Pluralistic: 01 Jul 2021


Today's links



The cover of Neil Sharpson's 'When the Sparrow Falls.'

When the Sparrow Falls (permalink)

WHEN THE SPARROW FALLS is Neil Sharpson's debut novel, published this week by Tor Books. It's a tense dystopian thriller about the unraveling of a paranoid hermit kingdom established as a final redoubt against humanity's ascent to the cloud.

https://us.macmillan.com/books/9781250784216

During a late 21st century revolution that saw the Earth governed by three super AIs (China's Confucius, America's George and the EU's Athena), a group of AI refuseniks created the Caspian Republic, annexing Azerbaijan and banning on consciousness uploading and AIs.

Baku was renamed Ellulgrad (in honor of the technoskeptic philosopher Jacques Ellul) and the civil/ethnic wars with Armenians and Azeris finally reached an uneasy detente, but the Republic became increasingly paranoid, subject to purges and secret police kidnappings.

Now, with the Earth beyond the borders in robust good shape thanks to AI management and human dematerialization, the Republic has become a paranoid hermit kingdom, eating its own, hanging a world-famous philosopher who was once its most celebrated writer.

The execution triggers UN sanctions and the Republic begins starves. Agent Nikolai South – of the State Security force, a secret heretic, and a widower – is increasingly called out to investigate the empty bodies of citizens who have uploaded their consciousness to escape.

This epidemic of traitorous suicide-by-machine brings South into the orbit of the Party Security apparatus, the night-stalking disappearers of dissidents, and though he fears for his life, he's by no means relieved to be summoned by the head of his own StatSec.

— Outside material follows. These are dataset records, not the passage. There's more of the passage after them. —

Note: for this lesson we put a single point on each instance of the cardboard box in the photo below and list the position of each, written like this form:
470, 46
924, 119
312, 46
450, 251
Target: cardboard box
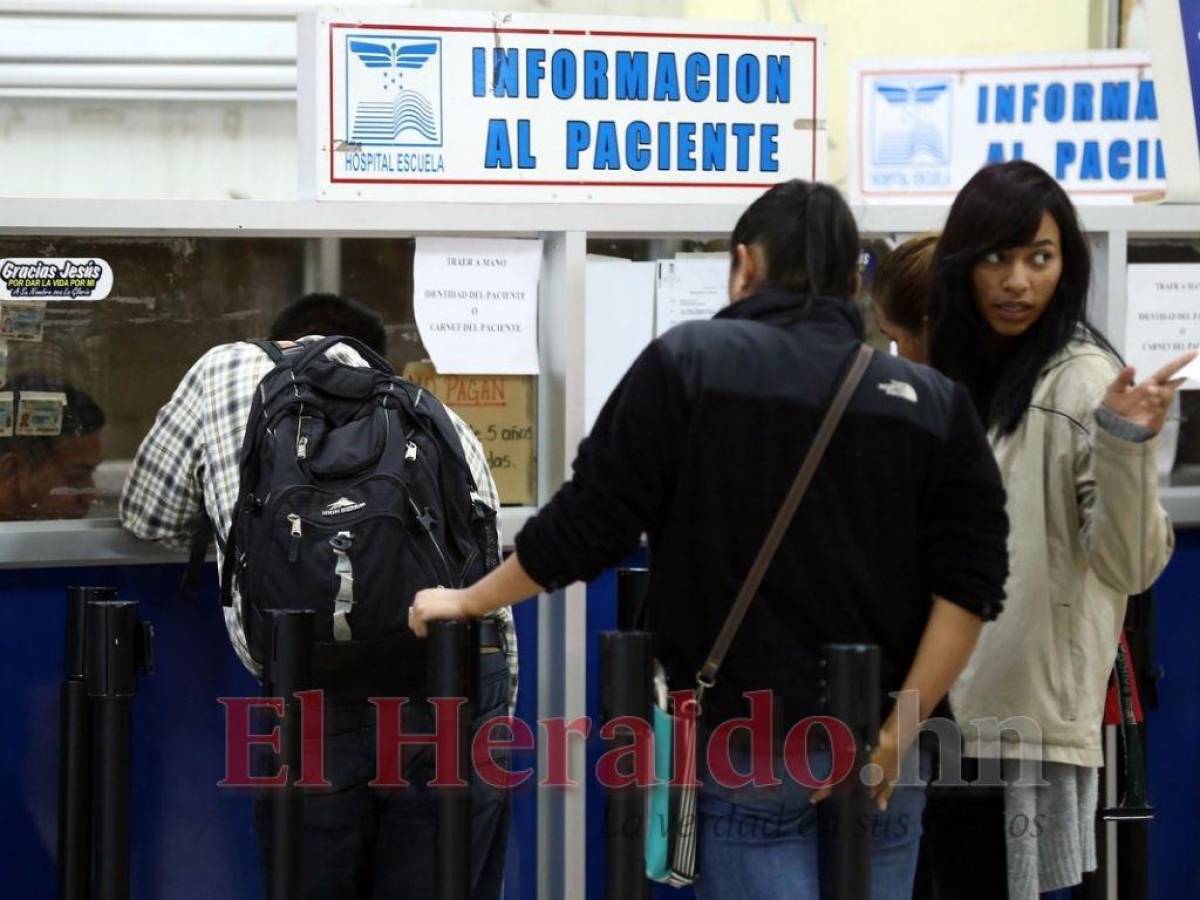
503, 411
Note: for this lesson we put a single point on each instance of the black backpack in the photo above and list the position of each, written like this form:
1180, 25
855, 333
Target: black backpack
354, 495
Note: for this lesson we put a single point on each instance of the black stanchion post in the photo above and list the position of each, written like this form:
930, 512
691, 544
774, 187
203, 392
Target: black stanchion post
118, 646
75, 750
625, 664
454, 672
631, 586
852, 691
288, 670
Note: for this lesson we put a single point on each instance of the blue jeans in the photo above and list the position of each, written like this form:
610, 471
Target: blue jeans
763, 843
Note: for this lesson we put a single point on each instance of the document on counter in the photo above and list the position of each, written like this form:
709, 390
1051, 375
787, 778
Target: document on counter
475, 303
689, 289
1163, 317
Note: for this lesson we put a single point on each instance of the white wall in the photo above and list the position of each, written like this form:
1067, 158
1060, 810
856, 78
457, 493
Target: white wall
172, 99
193, 100
864, 29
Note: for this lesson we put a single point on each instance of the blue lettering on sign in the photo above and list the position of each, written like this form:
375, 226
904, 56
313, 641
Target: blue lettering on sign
478, 73
779, 79
562, 73
607, 155
633, 75
1090, 163
1147, 103
637, 136
579, 137
1115, 101
595, 75
743, 132
1006, 102
535, 71
526, 160
505, 75
687, 147
1085, 94
723, 78
1065, 155
1029, 101
1055, 103
747, 78
666, 78
695, 77
713, 148
498, 155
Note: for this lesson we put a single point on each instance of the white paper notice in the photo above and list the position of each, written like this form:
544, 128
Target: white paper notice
477, 304
1163, 317
689, 289
618, 310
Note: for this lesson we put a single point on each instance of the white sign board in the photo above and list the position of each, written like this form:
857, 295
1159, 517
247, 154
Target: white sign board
475, 303
1175, 46
41, 279
618, 322
490, 107
923, 129
1163, 316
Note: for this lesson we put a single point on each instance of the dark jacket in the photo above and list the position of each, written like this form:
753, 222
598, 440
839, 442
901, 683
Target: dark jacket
697, 447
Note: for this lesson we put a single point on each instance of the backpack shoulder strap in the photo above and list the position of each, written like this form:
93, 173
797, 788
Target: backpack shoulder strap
425, 406
271, 349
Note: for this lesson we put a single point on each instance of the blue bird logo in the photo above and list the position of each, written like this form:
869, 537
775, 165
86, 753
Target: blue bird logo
384, 117
917, 135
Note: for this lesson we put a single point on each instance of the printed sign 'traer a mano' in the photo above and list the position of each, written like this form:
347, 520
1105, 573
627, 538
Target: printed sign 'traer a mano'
424, 106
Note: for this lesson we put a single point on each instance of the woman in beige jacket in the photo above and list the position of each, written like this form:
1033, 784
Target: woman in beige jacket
1074, 437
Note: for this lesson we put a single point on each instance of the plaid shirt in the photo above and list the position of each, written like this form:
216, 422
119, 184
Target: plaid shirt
190, 457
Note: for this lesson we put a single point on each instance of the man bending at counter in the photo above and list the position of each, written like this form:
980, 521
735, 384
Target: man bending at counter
359, 843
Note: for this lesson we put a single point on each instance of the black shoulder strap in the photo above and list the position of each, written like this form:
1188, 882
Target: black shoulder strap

StatSec's director has a job for him. A highly respected ultra-orthodox columnist has died, and in death, he was revealed to have been a secret AI, clothed in cloned flesh, an unthinkable abomination in the doctrine of the Republic.

What's more, the AI has a widow – another AI who would set foot on the Republic's sacred soil and identify her dead husband's remains. It is blasphemy and worse – but that's not how the desperate, starving Parliament sees it.

For them, it's an opportunity to curry favor with the UN, to get the sanctions lifted.

That's where South comes in. It's his job to escort Lily – the machine – around the Republic, she can identify the dead ideologue, while South keeps her safe from ParSec's thugs.

Within the doctrinaire, cloistered world of the Republic, it is a suicide mission. There is no way South will finish out his chaperone duty without acquiring the indelible stain of heresy.

And yet, he does it.

South doesn't have anything to lose, after all.

But when Lily – the AI widow in a cloned body bought in a Tehran boutique – arrives, she is wearing the face of his dead wife, his self-destructive plan is undone.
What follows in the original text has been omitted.